I'm sorry for the inconvenience but in this competition there is something that is not right and maybe together we can solve it.
I have spent time creating a good baseline for this competition, however it is frustrating to see how the scores problem is never resolved.
I will tell you the methodology that I followed to reach these conclusions (if you agree I suppose that zindi will do something about it)
Methodology
To make sure there is something wrong in the leaderboard I have manually analyzed a big part of my submission (btw, I got a local validation of 0.7).
When I say manually I mean that I have looked at the predictions one by one, checking if the prediction was really true.
I have analyzed a total of 150 randomly chosen images from the test set.
Out of 150 I have a total of 102 well classified
According to @amyflorida626, the public leaderboard contains 30% of the images and the private one 70%. This means that when I choose an image at random from the 490 that we have in the submission, I have a probability of 3/10 that it is an image contained in the public leaderboard.
Doing the math of my 150 manually analyzed images around 45 should correspond to the public leaderboard (more or less).
Of these 45 it should have around 30 (in accordance with the relation 102/150 that I checked manually) well classified and with 30 well classified it should have a minimum map of 0.2 (only taking into account those that I have analyzed manually, if we extrapolate it should be around 0.7).
However, the highest map that has been achieved so far is 0.0752.
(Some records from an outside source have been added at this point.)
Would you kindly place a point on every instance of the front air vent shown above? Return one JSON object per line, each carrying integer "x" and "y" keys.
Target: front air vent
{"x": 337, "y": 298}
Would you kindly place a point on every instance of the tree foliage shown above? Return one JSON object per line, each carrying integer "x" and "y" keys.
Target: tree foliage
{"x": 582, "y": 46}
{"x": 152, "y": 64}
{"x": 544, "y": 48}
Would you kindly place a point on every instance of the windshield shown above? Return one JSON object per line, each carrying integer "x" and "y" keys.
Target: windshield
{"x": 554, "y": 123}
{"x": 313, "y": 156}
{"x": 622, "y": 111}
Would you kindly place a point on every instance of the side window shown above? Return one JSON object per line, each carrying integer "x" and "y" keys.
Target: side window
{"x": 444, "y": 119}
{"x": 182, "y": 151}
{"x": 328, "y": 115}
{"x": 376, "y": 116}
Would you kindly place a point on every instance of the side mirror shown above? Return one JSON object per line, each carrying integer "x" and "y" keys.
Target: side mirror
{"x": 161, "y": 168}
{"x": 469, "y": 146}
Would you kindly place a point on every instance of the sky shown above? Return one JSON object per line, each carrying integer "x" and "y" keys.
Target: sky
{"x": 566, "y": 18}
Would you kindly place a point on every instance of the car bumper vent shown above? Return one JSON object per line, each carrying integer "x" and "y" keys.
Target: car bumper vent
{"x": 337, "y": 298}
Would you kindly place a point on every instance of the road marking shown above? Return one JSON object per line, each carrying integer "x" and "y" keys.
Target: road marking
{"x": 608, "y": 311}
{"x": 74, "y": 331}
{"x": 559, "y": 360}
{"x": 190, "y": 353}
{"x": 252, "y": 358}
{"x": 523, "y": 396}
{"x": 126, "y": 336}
With what has been said so far I think it is obvious that there is something wrong.
Even so, to check this again I put an invented name to the 150 images and made the submission again to observe changes.
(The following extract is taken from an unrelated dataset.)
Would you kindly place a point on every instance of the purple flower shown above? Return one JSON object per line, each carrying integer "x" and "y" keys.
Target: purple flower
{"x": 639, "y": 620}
There was no change in the score. (Another reason to think there's something wrong)
Here I attach ten images (from my 150 manually checked) and their correct labels from the test set as an example:
1) ID_6NEDKOYZ - t_id_4ZfTUmwL
2) ID_57QZ4S9N - t_id_Kf73l69A
3) ID_OCGGJS5X - t_id_YjXYTCGC
4) ID_2E011NB0 - t_id_dVQ4x3wz
5) ID_OY5D7O3A - t_id_hRzOoJ2t
6) ID_2FKXUZ69 - t_id_AMnriNb5
7) ID_DFT8JWF0 - t_id_8b8sprYe
8) ID_8XLIWU92 - t_id_15bo4NKD
9) ID_EDTGD7SN - t_id_IlO9BOKc
10) ID_A9QSMNCB - t_id_VP2NW7aV
@amyflorida recently checked the leaderboard scoring function and it seems to be working fine, so my two hypotheses are as follows:
1) The first and perhaps most likely hypothesis is that there is some kind of bug in the zindi backend tags and therefore they are checking our predictions against erroneous data.
2)Another hypothesis that occurs to me is that instead of taking 30% for the public leaderboard, they are taking such a small percentage that it is not representative.
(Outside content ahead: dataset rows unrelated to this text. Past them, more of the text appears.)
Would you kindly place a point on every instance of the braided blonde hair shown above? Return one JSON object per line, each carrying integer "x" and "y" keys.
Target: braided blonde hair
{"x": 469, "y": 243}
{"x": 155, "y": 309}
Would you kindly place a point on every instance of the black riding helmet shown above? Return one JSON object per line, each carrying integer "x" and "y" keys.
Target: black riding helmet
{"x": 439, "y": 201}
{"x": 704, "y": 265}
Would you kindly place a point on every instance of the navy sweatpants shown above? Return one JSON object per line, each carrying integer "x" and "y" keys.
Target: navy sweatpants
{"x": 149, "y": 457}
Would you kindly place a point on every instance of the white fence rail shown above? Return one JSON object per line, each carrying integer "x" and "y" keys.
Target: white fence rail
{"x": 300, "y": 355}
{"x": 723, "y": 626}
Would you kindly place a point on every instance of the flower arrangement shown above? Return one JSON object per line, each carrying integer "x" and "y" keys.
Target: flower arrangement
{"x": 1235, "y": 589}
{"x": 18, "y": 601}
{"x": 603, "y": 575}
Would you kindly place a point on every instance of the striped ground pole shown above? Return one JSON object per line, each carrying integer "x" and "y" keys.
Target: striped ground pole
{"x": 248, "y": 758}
I hope I have explained myself well; If you have any hypotheses, I would be delighted to hear it.
This is my last attempt, I hope someone listens to me and we solve this for the good of the competition
Thank you for your time!
Hi. I've created many different models and always get a very low score.
I agree with you that seems that something is wrong.
One doubt: how can you know that those turtles has the correct labels (e.g. you said that ID_6NEDKOYZ - t_id_4ZfTUmwL and ID_57QZ4S9N - t_id_Kf73l69A) ?
Hi @igorkf, good question!
I have a folder with the 490 images that we have to predict.
On the other hand I have 100 folders (one for each turtle) with all their photos.
When I have my submission I only have to visualize the image of the test set with the images of the turtle that my model has predicted.
It's usually pretty straightforward to see
I don't know about the labels, but the locations (left, right, top) seem to be wrong for several of the test pics...
@amyflorida626, could you also check sceneries when submission both has and has no right answer in top-5? It seems like backend problem can potentially lead to random results on a private board in the end. Which makes the competition just a wasting of time for participants.
That's one of my main concerns too, it looks like we're going to be randomly tested...
@Fnoa
It looks like the second of your hypothesis is right. I tried to do a random shuffle of some part my submission (from 20-60% affected) and the result can be very different. Sometimes the shuffle change the score a little, sometimes it doesn't!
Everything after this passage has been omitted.